The first half featured a strong effort by both sides, whose players made it clear they were hungry to score goals. Many moments in the early minutes of the game happened in the Tar Heels’ final third, which the Hoyas relentlessly attacked. Georgetown got off three shots, but just one from Kyra Carusa was on-frame.
In the second half, North Carolina attacked more. The Tar Heels finished with 20 shots on the night, with eight landing on-target. They also lofted in 15 corner kicks. Georgetown held North Carolina off, but Hoyas coach Dave Nolan had to make an unexpected substitution with about seven minutes left to play in regulation.
While going after a ball that seemed to be drifting out of bounds, starting Georgetown keeper Arielle Schechtman collided with a North Carolina player and crumpled to the turf.
The senior from San Diego — who has 47 career clean sheets for Georgetown and is a finalist for the 2018 MAC Hermann Trophy, given to the best player in college soccer — was subbed off for Gallagher, a junior from Pearl River, N.Y., who had just five collegiate appearances.
Schechtman remained on the sideline with crutches, but Nolan said after the game it was “too early to tell” the severity of her injury.
“We had to deal with some adversity, obviously, when Arielle went down,” said Nolan, who called his injured keeper the best in the college game. “But we knew what we had coming on the field. Lauren stepped up and made a great save on the penalty kick, boosted her confidence and handled the rest of the game like a veteran. I think after the penalty save, she seemed to get taller.”

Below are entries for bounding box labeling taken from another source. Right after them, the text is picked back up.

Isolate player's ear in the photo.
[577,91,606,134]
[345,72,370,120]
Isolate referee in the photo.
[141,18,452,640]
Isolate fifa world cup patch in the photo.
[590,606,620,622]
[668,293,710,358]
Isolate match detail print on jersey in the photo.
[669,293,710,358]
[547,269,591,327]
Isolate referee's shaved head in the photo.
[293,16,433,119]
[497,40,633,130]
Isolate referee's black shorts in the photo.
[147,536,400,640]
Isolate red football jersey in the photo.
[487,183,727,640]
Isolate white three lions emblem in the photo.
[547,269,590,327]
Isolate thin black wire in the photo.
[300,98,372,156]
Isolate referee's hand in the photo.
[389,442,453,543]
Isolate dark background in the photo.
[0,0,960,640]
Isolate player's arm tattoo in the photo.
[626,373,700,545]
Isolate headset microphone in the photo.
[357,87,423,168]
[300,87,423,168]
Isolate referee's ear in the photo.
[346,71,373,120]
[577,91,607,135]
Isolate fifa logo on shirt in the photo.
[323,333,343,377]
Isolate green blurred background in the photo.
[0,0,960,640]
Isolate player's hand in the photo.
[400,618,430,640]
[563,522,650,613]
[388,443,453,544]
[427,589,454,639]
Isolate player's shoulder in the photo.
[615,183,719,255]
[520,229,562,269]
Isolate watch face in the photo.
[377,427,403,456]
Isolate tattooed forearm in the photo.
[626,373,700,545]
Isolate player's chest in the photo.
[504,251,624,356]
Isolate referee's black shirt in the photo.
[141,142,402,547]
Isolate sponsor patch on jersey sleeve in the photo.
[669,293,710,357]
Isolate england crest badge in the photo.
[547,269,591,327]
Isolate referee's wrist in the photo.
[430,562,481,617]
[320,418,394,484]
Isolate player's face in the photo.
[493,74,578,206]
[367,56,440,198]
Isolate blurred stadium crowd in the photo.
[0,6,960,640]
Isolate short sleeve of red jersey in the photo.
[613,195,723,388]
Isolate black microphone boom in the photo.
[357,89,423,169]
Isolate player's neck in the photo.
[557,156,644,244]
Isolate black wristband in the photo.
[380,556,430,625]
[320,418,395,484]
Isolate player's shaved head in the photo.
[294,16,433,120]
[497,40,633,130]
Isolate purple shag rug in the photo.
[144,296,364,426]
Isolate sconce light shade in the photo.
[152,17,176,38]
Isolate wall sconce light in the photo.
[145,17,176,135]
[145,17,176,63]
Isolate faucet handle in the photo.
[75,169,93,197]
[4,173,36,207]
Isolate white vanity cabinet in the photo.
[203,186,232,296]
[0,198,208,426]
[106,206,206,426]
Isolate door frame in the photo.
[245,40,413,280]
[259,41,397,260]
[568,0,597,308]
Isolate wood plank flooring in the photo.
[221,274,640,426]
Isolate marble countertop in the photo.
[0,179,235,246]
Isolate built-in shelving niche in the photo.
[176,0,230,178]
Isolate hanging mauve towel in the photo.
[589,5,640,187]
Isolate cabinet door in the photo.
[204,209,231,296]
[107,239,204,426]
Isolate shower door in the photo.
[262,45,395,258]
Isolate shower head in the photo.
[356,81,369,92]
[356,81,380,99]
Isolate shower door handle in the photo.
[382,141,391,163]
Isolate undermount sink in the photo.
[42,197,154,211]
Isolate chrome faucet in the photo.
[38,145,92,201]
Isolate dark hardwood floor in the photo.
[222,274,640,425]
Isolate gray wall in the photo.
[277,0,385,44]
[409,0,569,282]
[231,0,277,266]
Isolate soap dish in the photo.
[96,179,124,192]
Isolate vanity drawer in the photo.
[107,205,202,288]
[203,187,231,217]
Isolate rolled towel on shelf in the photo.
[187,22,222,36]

That penalty came about 90 seconds after Gallagher entered the match, set up by a foul on North Carolina’s Madison Schultz just inside the box. Taylor Otto stepped up to take the kick for the Tar Heels. A sophomore from nearby Apex, N.C., Otto had connected on two-of-three penalty attempts this season. This was the Tar Heels’ chance to win in regulation.
Otto jogged up to the ball and fired a hard shot high and to the left. Gallagher, just 5-foot-9, leaped into the air and swatted it away with her mitt.
“I just guessed right,” Gallagher said. “I was in the right spot at the right time. It was a well-hit shot, but luckily I was there.”
When the game drifted into extra time, the Tar Heels used their speed and depth to gain an advantage. North Carolina used seven substitutes in the match in an effort to keep their top players fresh.
“I really felt that, as the game wore on, we got better and better and more determined,” Dorrance said. “The more the game wore on, the more in control of the game we were.”
On Georgetown’s last attempt at a goal, it threw most players forward. So when Fox left North Carolina’s penalty area with the ball at her feet, the Hoyas were outnumbered trying to race back to defend.
“We committed numbers in because we wanted to try a win the game, and then they cleared it and it went the other way,” Nolan said.
— NCAA Soccer (@NCAASoccer) December 1, 2018
It was the first loss of the year for Georgetown, the 2018 Big East Champions.
Not only will the Tar Heels have the opportunity to make the 23rd addition to their trophy case on Sunday, but they’ll have a chance to extract a bit of revenge. North Carolina fell in the ACC title game to Florida State just weeks ago on the same field at WakeMed Soccer Park.
Said Otto: “We want to show that we’ve grown.”